2014年10月20日
「106円台でもうひと波乱起きるのはドル売りクライマックスとなりそうだ」と本欄14日付けに書いた。その後生じた、105円台までの円急騰局面が「ドル売りクライマックス」と指摘した。
そして、週明けの円相場は107円台をつけている。
しかし、中期的に見ると、先週後半以来、円相場の潮目に変化が見られる。
これまで円安を増幅させた「米量的緩和終了・早期利上げ観測」というドル高要因が揺らぎ始めたのだ。
発端は、IMFの2015年世界経済成長下方修正だった。
そして、16日のブラード・セントルイス連銀総裁「量的緩和終了先送り論」が、「潮目の変化」の兆しとなった。
タカ派寄りと見られていた同総裁のこの発言は「サプライズ性」があり、世界株安連鎖を止めた。一方、アナリストたちは2015年予測のベースシナリオ再精査を強いられた。前回の米雇用統計大幅改善後に勢いを得た「早期利上げ説」は影をひそめ、利上げ時期を2015年後半から2016年とする見解が急激に増えている。
ブラード氏は、投票権を持たないFOMCメンバーで、ときに発言がぶれるので、FOMC全体の見解を代表するものではない。しかし、マーケットで世界経済低迷が懸念されている時期に、特に、米国インフレ率低迷を理由に挙げたことは、正鵠を得ており、説得力を感じる。
おりしも、ユーロ圏物価上昇率は0.3%に沈み、中国も消費者物価上昇率が2%を割り込み、日本も消費増税効果を除く物価上昇率は1.1%台だ。
そこで、欧州中央銀行(ECB)クーレ専務理事は17日に「(ABS資産担保証券やカバードボンドを対象にした)新資産買い入れプログラムは、数日以内に実行段階にある」と明言した。
中国では、既に、5大商業銀行への5000億元の資金を供給したが、更に、他の商業銀行へ2000億元規模の追加流動性供給を検討中とも伝えられている。

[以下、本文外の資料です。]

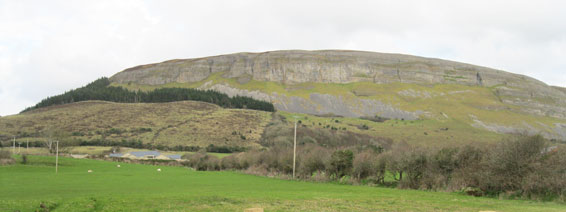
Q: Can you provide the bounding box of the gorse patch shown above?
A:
[22,77,275,112]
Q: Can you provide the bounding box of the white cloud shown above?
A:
[0,0,566,115]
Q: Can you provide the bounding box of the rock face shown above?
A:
[111,50,566,119]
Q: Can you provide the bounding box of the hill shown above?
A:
[110,50,566,140]
[0,101,271,148]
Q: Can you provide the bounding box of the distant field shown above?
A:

あくまで仮定の話だが、米国が、欧州経済悪化・ドル高の影響を懸念して、QE4に踏み切れば、日米欧中、四極同時緩和という事態になる。
この量的緩和競争は、実質的に、通貨安競争となる。
但し、今回は、通貨安の輸出増効果もさることながら、自国インフレ率を高めるための政策との共通意図が透ける。
ここで、黒田日銀が、「円安のデメリット論」に配慮して、「追加緩和」について後手にまわれば、為替市場は円高に振れる可能性がある。「緩和度が足りない」通貨は買われてしまうからだ。

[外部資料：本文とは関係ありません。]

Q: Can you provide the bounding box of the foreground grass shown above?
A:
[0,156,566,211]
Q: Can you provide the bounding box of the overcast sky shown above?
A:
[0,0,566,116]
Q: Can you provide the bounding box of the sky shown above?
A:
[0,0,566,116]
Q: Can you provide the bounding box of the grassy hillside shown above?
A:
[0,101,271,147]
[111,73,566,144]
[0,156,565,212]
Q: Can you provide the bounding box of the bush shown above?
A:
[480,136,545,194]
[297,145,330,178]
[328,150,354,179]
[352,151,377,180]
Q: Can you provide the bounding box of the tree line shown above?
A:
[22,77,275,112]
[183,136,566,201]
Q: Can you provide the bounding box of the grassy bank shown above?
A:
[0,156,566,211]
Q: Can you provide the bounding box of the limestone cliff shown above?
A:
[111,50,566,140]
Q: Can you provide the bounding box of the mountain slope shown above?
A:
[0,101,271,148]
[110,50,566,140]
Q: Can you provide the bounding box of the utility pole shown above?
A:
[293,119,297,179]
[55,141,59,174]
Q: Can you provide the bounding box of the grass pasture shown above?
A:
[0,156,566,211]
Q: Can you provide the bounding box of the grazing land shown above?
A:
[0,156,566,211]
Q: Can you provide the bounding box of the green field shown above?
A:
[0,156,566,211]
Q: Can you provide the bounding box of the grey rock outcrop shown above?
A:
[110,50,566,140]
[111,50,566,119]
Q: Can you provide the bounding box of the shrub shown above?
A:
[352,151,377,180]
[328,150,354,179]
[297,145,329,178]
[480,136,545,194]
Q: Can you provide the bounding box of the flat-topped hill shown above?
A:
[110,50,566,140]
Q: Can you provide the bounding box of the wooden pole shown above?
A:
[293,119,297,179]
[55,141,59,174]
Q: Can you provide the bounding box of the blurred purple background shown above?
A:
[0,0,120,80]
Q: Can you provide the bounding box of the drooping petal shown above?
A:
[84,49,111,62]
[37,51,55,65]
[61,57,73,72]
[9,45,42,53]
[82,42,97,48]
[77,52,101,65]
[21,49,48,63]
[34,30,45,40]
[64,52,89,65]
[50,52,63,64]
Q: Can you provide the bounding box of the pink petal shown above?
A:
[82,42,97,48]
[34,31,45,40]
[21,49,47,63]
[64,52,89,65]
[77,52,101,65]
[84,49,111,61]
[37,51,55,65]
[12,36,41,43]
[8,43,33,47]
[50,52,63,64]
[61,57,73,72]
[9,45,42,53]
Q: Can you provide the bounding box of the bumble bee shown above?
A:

ときあたかも、降ってわいたような小渕大臣辞任は、今後の展開次第だが、円安をベースシナリオに据えるアベノミクス評価を(特に欧米で)低め、円高要因とされる可能性もある。
足元の円安はヘッジファンドの円売りポジションの買戻し手仕舞いが一巡という市場内要因によるところが大きい。
では、次の一手が、新規の円売り再開なのか、円買い転換なのか。
果たして、円安相場の潮目が変わるか。IMFショックを発端とした世界マネー騒擾は、思わぬ展開を見せている。